The Drama of Respect
Craving respect may be culturally determined or arise from an ego that feels so little that respect is sought to inflate it. For some people, being respected is more important than having money or power, although using money and power is often a way they try to create respect. Losing face for these people is the biggest humiliation. Everyone wants respect, but when it becomes an addiction, it will work against us, our relationships, and our ability to create a caring community.
The Godfather (1972), with Marlon Brando as the aging head of a mafia family, illustrates the powerful influence that needing respect can have over an individual and the people who must give respect or pay a price. In this Long Island mafia family, respect has one of the highest values, perhaps only rivaled by loyalty and power. Respect is a cultural mark that positions people in the hierarchy of the family. Brando, as the imposing patriarch, demands respect and receives it without question. Giving respect is never questioned because, along with loyalty and power, it helps to maintain the family's ability to deal effectively with rival families and the police. If you like the Don and demand respect, "In Need of Honor" is for you.
In a moment, you will use your imagination to get a clearer picture of your inner movie about requiring respect from others. The point of understanding this pattern of thoughts, feelings, and effects is to deepen your awareness of its dynamics and impact, so you can make conscious choices and create a new movie to live within.
Recall a time when you were driven to get respect from others. Close your eyes and replay the experience in your imagination. Then, write a brief description of the drama below, carefully including the thoughts that supported the drama, the feelings that arose from those thoughts, and how those feelings affected what you said and did. (Enter your response in the following box or in your word processor window.)
What effects did this drama have on you and others?
Briefly describe what you get from demanding respect. What are the payoffs?
Briefly describe the price you pay for it. What parts of yourself and your life do you sacrifice when your demand for respect becomes too extreme?
Is what you are getting in payoffs worth the sacrifices you have to make?
Having become more aware of this movie, including what you get from it and what you sacrifice, what new choices in thinking and being are being revealed to you? Note them.
Create a new movie
Relying on those choices and your creativity, sketch out ideas for a different movie which incorporates new ways of thinking and being. As you create your new movie, be aware that you are of two minds because you have a dual nature. Your duality gives you the capacity to shift from one thought to its opposite in a search for balance. For example, there is a part of you that does not crave respect from others because you have a strong enough ego to respect yourself. How will cultivating that capacity alter how you live?
With your eyes closed, imagine living in your new movie.

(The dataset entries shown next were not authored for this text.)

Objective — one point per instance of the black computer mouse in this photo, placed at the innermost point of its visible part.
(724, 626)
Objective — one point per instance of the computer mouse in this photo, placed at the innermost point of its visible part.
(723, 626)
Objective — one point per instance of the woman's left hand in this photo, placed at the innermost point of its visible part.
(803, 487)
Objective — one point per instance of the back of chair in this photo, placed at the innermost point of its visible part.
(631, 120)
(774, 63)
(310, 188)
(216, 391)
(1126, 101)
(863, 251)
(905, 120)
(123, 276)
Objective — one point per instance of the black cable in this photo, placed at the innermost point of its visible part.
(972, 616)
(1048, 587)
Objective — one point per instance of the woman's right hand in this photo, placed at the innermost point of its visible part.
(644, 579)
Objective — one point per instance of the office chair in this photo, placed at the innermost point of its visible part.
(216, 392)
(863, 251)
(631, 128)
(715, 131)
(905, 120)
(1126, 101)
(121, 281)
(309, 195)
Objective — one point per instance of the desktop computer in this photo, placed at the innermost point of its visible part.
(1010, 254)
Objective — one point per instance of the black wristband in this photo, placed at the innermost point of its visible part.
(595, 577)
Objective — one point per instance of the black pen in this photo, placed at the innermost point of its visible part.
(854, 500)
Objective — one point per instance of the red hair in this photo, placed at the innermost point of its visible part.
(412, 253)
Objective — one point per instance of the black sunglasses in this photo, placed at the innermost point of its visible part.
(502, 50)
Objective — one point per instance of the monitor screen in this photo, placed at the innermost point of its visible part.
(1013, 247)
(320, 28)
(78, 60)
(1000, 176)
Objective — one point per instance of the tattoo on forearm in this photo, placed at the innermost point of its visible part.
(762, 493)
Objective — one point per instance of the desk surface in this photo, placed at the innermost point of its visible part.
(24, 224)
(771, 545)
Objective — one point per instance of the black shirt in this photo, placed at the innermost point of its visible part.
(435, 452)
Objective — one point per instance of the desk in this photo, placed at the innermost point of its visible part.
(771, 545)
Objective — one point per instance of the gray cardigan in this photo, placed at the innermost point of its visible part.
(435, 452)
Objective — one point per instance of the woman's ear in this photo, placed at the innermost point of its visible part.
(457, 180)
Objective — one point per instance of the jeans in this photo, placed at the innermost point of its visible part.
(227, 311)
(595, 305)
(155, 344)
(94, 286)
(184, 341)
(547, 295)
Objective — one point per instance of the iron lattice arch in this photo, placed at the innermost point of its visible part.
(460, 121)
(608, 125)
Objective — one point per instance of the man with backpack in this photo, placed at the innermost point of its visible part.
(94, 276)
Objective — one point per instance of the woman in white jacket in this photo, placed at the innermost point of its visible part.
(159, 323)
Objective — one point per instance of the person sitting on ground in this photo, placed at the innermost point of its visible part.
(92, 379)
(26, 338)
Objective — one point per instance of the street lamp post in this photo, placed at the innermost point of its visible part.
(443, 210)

People who require respect may create a hierarchy of power, but never a real sense of community. They may receive a lot of respect from others because they demand it, but the pressure they apply to get it is likely to produce hidden resentment among those who must obey. Eventually, that resentment may work its way to the surface in subtle and blatant forms of criticism and gossip. While we all need respect from others, there is also an opposing side to us that can live without it. It is the self-respecting part of us that, feeling good about us, it is less driven to need admiration from others. Being of two minds about this issue gives us the capacity to balance wanting respect from others and respecting ourselves, so we are not driven to an extreme.